Alain Resnais presents "Wild Grass" in Competition

It has been 29 long years since director Alain Resnais presented one of his films in Competition. However, with today’s screening of Wild Grass, his latest feature, served by a prestigious cast: André Dussollier, Sabine Azéma, Mathieu Amalric, and Emmanuelle Devos, Resnais, laureate of the Grand Prix Spécial du Jury in 1980 with Mon Oncle d’Amérique puts an end to his long absence from the Official Selection. In this "film choral" based on Christian Gailly’s novel L’Incident, Sabine Azéma romps around as Marguerite, a woman whose purse is snatched outside a store. Naturally, the thief takes the money and throws the rest away in a parking lot. Little did Georges (André Dussollier) know what Fate had in store for him, when he stooped down to pick it up…

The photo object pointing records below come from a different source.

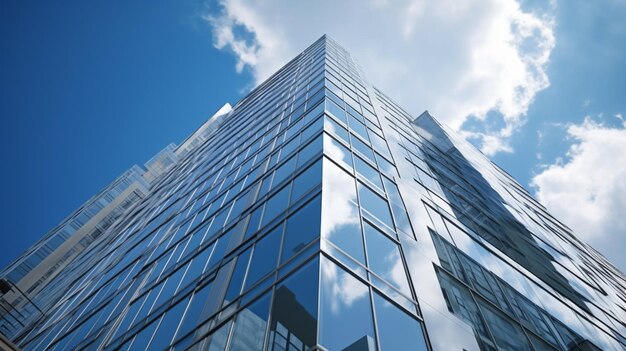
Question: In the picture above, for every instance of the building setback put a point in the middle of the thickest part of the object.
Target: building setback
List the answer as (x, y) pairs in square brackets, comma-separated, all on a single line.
[(317, 214)]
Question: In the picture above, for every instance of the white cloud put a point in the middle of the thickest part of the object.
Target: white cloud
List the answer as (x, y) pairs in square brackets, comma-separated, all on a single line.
[(587, 189), (456, 59)]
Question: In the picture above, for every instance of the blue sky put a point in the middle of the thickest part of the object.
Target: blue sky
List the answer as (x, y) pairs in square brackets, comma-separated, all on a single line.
[(86, 91)]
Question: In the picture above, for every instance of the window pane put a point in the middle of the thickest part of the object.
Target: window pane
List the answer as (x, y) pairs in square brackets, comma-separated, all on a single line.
[(337, 152), (294, 313), (265, 256), (276, 204), (190, 321), (308, 179), (169, 322), (341, 222), (345, 302), (336, 111), (217, 340), (397, 330), (302, 228), (250, 326), (236, 280), (368, 172), (358, 127), (375, 205), (334, 128), (363, 149), (384, 258)]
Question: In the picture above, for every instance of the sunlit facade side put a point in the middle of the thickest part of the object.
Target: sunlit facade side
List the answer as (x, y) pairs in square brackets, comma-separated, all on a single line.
[(317, 214)]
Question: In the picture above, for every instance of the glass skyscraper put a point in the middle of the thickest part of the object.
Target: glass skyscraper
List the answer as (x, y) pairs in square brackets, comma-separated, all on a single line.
[(317, 214)]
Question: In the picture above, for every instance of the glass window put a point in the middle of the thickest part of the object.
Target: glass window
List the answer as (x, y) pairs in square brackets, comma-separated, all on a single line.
[(309, 151), (250, 325), (384, 258), (358, 127), (337, 152), (312, 129), (253, 223), (220, 250), (336, 111), (302, 228), (190, 320), (308, 179), (276, 204), (294, 312), (265, 256), (386, 167), (143, 338), (375, 205), (217, 340), (341, 222), (236, 280), (333, 127), (167, 327), (345, 302), (363, 149), (397, 330), (284, 171), (508, 334), (368, 172)]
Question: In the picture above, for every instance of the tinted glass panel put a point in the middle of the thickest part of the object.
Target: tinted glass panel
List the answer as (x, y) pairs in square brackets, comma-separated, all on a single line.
[(397, 330), (340, 220), (250, 326), (345, 302), (337, 152), (368, 172), (375, 205), (384, 258), (302, 228), (294, 313), (311, 177), (265, 256)]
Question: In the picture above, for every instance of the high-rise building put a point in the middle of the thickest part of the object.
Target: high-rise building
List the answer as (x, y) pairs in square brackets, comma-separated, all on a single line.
[(317, 214)]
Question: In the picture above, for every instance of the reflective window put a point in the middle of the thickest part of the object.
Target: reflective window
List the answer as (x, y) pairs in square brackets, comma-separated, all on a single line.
[(341, 222), (308, 179), (375, 205), (142, 339), (336, 129), (368, 172), (358, 127), (345, 302), (217, 340), (265, 256), (236, 280), (250, 326), (336, 111), (294, 312), (190, 320), (384, 258), (302, 228), (359, 146), (508, 334), (167, 327), (337, 152), (397, 330), (309, 151), (276, 204)]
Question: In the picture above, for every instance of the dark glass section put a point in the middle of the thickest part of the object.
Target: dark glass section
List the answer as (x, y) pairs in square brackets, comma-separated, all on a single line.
[(397, 330), (250, 326), (294, 311), (302, 227), (345, 302)]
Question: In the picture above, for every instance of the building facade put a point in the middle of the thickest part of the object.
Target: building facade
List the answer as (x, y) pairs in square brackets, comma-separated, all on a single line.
[(317, 214)]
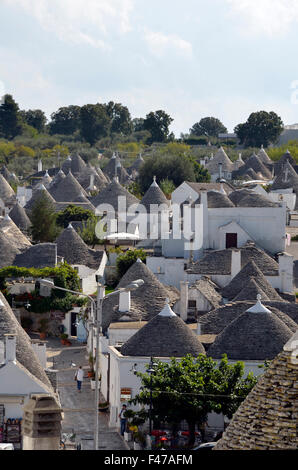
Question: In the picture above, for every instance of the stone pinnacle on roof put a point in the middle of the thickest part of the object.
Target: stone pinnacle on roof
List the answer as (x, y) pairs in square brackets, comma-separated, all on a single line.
[(165, 335)]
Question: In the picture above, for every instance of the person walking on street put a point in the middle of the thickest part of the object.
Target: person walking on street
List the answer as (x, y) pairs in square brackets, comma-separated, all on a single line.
[(79, 378), (122, 420)]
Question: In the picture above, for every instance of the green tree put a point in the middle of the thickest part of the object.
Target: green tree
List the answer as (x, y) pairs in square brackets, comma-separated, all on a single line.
[(73, 213), (191, 387), (120, 118), (35, 118), (95, 122), (261, 128), (177, 168), (209, 126), (88, 232), (10, 118), (125, 261), (65, 121), (157, 123), (43, 219)]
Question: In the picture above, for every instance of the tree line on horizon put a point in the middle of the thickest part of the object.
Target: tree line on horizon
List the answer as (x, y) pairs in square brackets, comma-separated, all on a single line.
[(93, 122)]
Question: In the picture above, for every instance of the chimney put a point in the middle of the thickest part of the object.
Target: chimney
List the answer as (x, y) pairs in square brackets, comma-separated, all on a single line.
[(10, 347), (40, 350), (124, 301), (183, 300), (285, 262), (235, 263)]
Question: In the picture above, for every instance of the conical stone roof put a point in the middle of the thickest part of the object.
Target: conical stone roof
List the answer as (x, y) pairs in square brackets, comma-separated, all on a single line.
[(67, 190), (267, 419), (255, 335), (220, 157), (84, 178), (77, 164), (166, 335), (19, 217), (249, 271), (146, 301), (7, 194), (287, 178), (8, 251), (75, 251), (39, 192), (154, 195), (263, 156), (250, 292), (24, 352)]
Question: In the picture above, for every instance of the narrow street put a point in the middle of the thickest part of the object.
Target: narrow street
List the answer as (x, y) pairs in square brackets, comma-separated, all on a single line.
[(78, 407)]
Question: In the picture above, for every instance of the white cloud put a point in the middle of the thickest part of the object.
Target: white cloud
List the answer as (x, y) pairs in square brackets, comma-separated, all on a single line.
[(80, 21), (160, 44), (267, 17)]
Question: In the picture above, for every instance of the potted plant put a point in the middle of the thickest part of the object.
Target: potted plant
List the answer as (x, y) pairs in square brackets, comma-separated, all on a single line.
[(26, 323), (103, 406), (43, 328), (63, 338)]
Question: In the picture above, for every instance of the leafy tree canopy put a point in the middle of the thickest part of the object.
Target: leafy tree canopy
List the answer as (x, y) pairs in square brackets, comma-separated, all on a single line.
[(191, 387), (209, 126), (10, 118), (158, 123), (261, 128)]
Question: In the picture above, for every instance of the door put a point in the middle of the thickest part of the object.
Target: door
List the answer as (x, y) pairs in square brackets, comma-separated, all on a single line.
[(73, 328), (231, 240)]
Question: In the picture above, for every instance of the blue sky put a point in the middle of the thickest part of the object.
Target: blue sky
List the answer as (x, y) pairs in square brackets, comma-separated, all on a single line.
[(192, 58)]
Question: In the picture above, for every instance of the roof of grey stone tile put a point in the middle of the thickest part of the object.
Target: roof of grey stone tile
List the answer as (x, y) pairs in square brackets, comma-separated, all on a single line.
[(74, 250), (250, 292), (247, 198), (38, 256), (19, 217), (209, 290), (263, 155), (24, 351), (37, 194), (13, 234), (286, 178), (67, 190), (84, 178), (7, 194), (250, 270), (215, 321), (267, 418), (254, 335), (198, 187), (165, 335), (220, 157), (146, 301), (8, 251), (154, 195), (110, 194), (219, 261)]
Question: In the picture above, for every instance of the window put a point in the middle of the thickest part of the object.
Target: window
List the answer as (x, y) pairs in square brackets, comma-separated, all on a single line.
[(231, 240)]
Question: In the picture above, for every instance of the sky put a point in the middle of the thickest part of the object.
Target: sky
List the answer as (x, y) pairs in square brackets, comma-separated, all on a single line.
[(191, 58)]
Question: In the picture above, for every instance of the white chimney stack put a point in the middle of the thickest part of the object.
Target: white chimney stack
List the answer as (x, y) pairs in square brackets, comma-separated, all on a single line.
[(124, 301), (10, 347), (235, 263), (183, 300)]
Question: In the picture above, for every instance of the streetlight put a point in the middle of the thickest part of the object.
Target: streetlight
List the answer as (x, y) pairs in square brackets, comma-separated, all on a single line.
[(151, 371), (97, 323)]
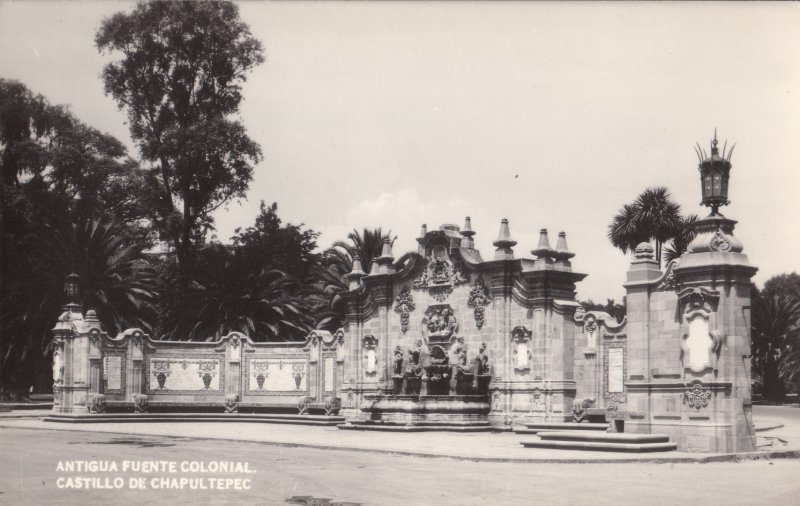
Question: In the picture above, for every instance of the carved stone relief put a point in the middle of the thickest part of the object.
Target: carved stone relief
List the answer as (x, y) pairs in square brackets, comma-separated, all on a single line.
[(522, 355), (697, 396), (370, 344), (404, 305), (478, 300)]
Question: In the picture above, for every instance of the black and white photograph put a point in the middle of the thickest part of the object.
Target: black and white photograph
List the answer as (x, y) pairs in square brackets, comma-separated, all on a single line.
[(404, 253)]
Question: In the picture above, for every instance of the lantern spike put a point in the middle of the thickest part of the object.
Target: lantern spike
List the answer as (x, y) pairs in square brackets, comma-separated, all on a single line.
[(730, 153), (697, 152)]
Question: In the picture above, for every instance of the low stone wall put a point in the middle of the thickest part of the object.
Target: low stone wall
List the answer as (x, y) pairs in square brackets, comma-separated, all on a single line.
[(94, 372)]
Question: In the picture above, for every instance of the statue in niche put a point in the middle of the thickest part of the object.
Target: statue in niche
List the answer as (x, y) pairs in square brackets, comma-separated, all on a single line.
[(481, 360), (591, 333), (480, 370), (397, 370), (413, 372), (460, 356), (398, 361), (58, 367)]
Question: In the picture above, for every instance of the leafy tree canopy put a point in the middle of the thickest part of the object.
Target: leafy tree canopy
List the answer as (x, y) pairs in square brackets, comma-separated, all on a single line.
[(652, 216), (179, 77)]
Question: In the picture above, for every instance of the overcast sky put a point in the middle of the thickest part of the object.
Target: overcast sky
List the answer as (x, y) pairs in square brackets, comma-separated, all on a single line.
[(550, 115)]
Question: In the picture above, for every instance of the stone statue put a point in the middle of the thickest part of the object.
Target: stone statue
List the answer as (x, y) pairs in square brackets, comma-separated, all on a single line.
[(482, 359), (58, 367), (398, 361)]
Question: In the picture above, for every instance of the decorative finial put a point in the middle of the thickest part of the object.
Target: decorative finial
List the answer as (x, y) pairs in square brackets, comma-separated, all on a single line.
[(715, 175), (467, 232), (714, 150), (504, 242), (562, 252), (644, 251), (543, 249), (468, 242)]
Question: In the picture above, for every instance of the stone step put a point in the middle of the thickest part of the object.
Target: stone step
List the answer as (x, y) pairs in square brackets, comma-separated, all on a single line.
[(454, 426), (535, 428), (601, 446), (604, 437), (196, 417)]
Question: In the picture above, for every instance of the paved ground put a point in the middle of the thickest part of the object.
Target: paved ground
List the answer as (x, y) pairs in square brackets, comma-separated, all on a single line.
[(317, 465), (29, 475), (476, 446)]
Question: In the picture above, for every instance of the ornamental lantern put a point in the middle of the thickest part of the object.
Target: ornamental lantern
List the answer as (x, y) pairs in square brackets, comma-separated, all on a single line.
[(71, 288), (714, 175)]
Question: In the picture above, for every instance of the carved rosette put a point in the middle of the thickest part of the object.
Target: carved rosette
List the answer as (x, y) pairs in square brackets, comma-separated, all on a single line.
[(404, 305), (478, 300), (579, 409), (231, 403), (439, 323), (720, 242), (439, 276), (697, 396)]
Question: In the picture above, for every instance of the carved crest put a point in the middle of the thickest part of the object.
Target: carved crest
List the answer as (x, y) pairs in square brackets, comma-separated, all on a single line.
[(697, 396), (439, 275), (439, 323), (404, 305), (719, 242), (478, 300), (669, 282)]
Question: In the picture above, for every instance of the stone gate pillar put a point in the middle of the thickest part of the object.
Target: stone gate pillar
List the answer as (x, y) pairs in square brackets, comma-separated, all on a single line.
[(71, 383), (688, 333)]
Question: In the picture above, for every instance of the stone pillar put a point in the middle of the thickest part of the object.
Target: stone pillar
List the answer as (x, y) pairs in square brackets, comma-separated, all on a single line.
[(71, 362), (715, 281)]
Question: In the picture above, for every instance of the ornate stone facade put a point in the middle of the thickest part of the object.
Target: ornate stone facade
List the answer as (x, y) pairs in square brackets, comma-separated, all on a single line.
[(504, 321)]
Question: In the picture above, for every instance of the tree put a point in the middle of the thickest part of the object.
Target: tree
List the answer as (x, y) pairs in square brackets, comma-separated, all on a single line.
[(774, 331), (179, 79), (115, 280), (233, 290), (775, 335), (652, 216), (618, 311), (62, 181), (367, 245), (680, 243), (288, 248)]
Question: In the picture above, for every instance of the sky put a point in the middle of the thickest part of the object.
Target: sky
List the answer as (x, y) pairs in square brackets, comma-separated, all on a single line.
[(552, 115)]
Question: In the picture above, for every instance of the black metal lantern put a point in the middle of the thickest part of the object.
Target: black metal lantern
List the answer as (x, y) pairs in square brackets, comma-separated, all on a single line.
[(71, 289), (714, 175)]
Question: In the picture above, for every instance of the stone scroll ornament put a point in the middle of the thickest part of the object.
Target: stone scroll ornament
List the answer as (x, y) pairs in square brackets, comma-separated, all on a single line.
[(697, 396), (478, 300), (404, 305)]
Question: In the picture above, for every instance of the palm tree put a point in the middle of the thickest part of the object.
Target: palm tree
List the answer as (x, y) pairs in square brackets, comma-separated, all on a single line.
[(367, 245), (336, 262), (115, 279), (233, 290), (652, 216), (774, 340)]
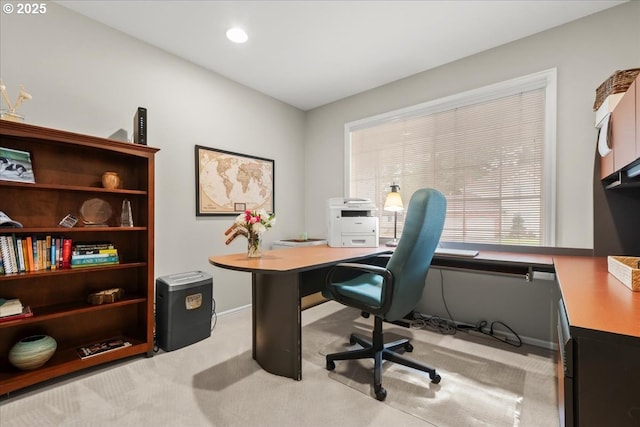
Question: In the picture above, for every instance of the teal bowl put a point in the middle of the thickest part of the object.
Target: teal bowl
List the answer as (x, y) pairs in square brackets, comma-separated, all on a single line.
[(32, 352)]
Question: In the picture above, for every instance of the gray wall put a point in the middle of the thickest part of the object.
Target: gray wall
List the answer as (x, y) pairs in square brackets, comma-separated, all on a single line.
[(585, 52), (88, 78)]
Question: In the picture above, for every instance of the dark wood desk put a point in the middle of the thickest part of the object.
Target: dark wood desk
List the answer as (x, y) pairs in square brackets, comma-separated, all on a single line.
[(598, 384), (279, 280)]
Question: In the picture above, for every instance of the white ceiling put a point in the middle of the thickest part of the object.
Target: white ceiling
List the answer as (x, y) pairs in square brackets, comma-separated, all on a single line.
[(310, 53)]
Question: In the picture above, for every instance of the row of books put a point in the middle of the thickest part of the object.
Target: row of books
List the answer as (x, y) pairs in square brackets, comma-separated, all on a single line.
[(20, 254), (93, 254)]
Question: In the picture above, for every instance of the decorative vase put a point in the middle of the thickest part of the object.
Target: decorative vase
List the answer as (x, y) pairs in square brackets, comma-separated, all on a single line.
[(32, 352), (110, 180), (254, 246)]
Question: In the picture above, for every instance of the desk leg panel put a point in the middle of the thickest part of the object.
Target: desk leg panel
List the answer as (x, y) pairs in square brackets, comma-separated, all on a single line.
[(277, 323)]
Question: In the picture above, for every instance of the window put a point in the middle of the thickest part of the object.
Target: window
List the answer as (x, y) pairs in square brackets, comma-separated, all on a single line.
[(491, 151)]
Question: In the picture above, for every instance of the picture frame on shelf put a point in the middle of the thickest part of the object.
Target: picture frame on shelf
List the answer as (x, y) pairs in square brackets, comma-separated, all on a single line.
[(15, 165), (229, 183)]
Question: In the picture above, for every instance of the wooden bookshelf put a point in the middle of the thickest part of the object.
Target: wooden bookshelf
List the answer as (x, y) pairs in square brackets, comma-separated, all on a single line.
[(68, 168)]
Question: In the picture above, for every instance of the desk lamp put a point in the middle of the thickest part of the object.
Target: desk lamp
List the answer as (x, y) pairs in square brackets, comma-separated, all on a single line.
[(393, 203)]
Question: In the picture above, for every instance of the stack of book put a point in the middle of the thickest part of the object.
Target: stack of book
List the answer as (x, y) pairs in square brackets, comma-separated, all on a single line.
[(12, 309), (93, 254)]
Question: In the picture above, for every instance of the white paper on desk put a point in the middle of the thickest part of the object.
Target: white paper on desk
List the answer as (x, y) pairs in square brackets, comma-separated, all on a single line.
[(603, 136)]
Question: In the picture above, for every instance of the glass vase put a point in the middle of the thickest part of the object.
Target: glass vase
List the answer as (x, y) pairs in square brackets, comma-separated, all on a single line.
[(254, 246)]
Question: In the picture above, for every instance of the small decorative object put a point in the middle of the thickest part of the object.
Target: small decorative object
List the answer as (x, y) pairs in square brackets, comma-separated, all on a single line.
[(68, 221), (126, 218), (11, 113), (626, 269), (32, 352), (95, 213), (111, 180), (251, 224), (15, 165), (106, 297)]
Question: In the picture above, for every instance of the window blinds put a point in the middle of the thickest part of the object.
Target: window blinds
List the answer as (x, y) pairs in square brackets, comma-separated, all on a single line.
[(487, 157)]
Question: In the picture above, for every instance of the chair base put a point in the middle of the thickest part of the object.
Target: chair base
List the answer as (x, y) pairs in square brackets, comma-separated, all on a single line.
[(379, 351)]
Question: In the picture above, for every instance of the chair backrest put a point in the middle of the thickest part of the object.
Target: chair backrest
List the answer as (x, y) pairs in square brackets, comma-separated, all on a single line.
[(411, 259)]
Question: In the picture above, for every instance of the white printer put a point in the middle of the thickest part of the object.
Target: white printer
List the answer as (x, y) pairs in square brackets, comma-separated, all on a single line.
[(351, 222)]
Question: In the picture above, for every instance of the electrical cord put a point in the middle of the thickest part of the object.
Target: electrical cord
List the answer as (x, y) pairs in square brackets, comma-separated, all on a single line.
[(214, 315), (449, 327)]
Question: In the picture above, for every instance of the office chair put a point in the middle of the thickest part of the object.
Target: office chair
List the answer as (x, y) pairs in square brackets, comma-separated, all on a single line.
[(391, 292)]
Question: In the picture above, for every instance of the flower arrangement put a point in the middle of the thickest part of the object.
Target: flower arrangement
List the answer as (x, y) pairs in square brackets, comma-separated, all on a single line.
[(251, 224)]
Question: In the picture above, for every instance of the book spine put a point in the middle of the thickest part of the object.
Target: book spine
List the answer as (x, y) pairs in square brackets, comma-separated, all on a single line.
[(30, 253), (59, 252), (13, 256), (52, 255), (19, 251), (109, 259), (66, 253), (110, 250), (48, 249), (6, 260), (25, 252), (96, 255), (36, 255), (97, 264)]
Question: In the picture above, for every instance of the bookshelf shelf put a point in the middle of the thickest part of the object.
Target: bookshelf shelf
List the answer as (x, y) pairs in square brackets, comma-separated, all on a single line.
[(54, 187), (43, 314), (65, 360), (68, 168)]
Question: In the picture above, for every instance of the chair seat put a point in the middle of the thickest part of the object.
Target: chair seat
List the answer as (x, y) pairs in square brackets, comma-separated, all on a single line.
[(391, 291), (366, 288)]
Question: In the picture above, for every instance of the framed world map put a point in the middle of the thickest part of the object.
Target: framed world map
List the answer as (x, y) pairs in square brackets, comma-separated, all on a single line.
[(229, 183)]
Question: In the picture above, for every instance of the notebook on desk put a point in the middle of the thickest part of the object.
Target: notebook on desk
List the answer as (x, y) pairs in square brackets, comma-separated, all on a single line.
[(468, 253)]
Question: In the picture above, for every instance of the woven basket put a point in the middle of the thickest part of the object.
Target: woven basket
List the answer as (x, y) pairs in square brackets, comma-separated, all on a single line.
[(618, 82), (625, 269)]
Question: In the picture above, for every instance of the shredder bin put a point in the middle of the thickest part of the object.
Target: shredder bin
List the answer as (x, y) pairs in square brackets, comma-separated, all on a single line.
[(183, 309)]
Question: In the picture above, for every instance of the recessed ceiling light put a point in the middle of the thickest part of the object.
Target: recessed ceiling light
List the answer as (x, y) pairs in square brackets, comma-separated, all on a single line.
[(237, 35)]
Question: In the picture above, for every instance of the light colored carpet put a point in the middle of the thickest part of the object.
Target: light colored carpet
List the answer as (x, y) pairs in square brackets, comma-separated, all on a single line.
[(215, 382), (489, 392)]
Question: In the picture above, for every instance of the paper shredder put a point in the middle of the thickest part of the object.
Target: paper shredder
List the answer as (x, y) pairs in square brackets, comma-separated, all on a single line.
[(184, 309)]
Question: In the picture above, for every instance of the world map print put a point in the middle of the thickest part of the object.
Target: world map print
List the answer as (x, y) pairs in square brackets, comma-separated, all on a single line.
[(231, 183)]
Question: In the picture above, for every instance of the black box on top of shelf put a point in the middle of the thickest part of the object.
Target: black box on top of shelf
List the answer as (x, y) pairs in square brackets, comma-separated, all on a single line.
[(184, 308)]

Alain Resnais explains what attracted him to this particular piece of fiction: I sensed a syncopated and almost improvised side to the novel, a skill for the variation on "standards," in the musical sense. I was also struck by the stubbornness of Georges Palet and Marguerite Muir, the protagonists, who are incapable of resisting the desire to carry out irrational acts, who display incredible vitality in what we can look on as a headlong rush into confusion. L’Incident talks about "the desire for desire" which arises in Georges from nothing, before he even meets Marguerite or speaks to her on the phone, and that then feeds off itself."

Resnais chose the title Wild Grass because he associates it with "these characters who follow totally unreasonable impulses, like those seeds that make the most of cracks in the asphalt in the city or in a stone wall in the country to grow where no one is expecting them."